Studies were done on sugar beet (Beta vulgaris) cultivars to obtain an estimate of the genetic variation and heritability for disease reaction to powdery mildew, incited by Erysiphe polygoni, and to determine the association among field, greenhouse, and laboratory reactions. S1 and full-sib progeny families were grown in the field to estimate variance and heritability of mildew reactions. Genetic variances were significant, and broad-sense heritability estimates for disease reaction were 54- 75%. Consistently severe disease developed on susceptible genotypes in the greenhouse following inoculation of plants 6- 10 wk old. Mildew ratings from greenhouse evaluations were significantly correlated with field ratings, indicating that greenhouse tests on young plants can be used to predict field reactions.
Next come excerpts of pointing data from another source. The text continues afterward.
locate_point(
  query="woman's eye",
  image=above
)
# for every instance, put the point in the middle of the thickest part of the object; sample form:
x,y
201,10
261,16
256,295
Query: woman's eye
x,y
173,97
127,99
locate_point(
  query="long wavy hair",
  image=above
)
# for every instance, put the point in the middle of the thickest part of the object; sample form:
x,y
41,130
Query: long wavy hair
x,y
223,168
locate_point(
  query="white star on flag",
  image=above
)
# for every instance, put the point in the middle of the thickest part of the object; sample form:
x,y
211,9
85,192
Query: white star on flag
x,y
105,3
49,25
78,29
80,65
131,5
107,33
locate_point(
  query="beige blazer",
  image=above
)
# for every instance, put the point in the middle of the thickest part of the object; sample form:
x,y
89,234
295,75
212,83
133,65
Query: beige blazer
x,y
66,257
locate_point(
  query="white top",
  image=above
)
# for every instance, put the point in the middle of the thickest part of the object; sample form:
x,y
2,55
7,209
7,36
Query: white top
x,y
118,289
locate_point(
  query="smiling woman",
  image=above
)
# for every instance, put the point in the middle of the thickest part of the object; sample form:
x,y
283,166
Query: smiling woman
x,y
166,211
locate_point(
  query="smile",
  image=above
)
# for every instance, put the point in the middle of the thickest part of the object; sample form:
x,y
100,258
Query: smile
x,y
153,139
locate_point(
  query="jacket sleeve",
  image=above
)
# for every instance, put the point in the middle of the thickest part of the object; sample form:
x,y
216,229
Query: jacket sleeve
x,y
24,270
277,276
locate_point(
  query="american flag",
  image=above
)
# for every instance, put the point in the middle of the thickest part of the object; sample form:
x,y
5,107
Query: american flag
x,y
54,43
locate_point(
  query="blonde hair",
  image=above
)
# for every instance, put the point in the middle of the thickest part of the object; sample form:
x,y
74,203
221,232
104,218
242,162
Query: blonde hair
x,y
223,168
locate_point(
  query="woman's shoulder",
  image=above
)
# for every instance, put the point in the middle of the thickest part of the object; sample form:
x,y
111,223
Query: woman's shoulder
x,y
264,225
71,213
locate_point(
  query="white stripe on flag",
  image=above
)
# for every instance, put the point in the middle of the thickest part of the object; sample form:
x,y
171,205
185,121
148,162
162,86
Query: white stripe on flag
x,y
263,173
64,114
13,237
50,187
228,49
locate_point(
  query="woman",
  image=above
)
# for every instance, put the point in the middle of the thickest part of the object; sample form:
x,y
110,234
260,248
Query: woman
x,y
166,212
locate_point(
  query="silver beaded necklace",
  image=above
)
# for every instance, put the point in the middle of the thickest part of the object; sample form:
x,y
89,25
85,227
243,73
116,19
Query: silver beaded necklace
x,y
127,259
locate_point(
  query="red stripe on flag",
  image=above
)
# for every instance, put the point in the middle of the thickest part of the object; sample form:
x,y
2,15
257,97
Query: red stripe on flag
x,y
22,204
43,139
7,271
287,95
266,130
In greenhouse tests, significant interaction for mildew ratings occurred between cultivars and the age (6, 8, or 10 wk) at which inoculation occurred. However, this interaction would cause little difficulty in correctly differentiating cultivars unless their reactions were similar. The evaluation of young seedlings (4 wk at inoculation) in flats in the greenhouse only discriminated lines with wide differences in reaction. Ratings from a laboratory in vitro test with inoculated leaf strips did not correspond with ratings obtained from greenhouse or field evaluations. The occurrence of genetic variation for disease resistance and the association between field and greenhouse ratings suggested that a breeding program based on individual plant or line reaction in greenhouse tests should improve resistance to E. polygoni. From a susceptible, open-pollinated source, two cycles of mass selection for resistance in the greenhouse reduced the mean reaction from 8.0 for the parent to 5.3 for the second cycle synthetic in a greenhouse test and from 7.0 to 4.6 in a field test.

Additional keywords: Erysiphe betae, general resistance, horizontal resistance, slow mildewing.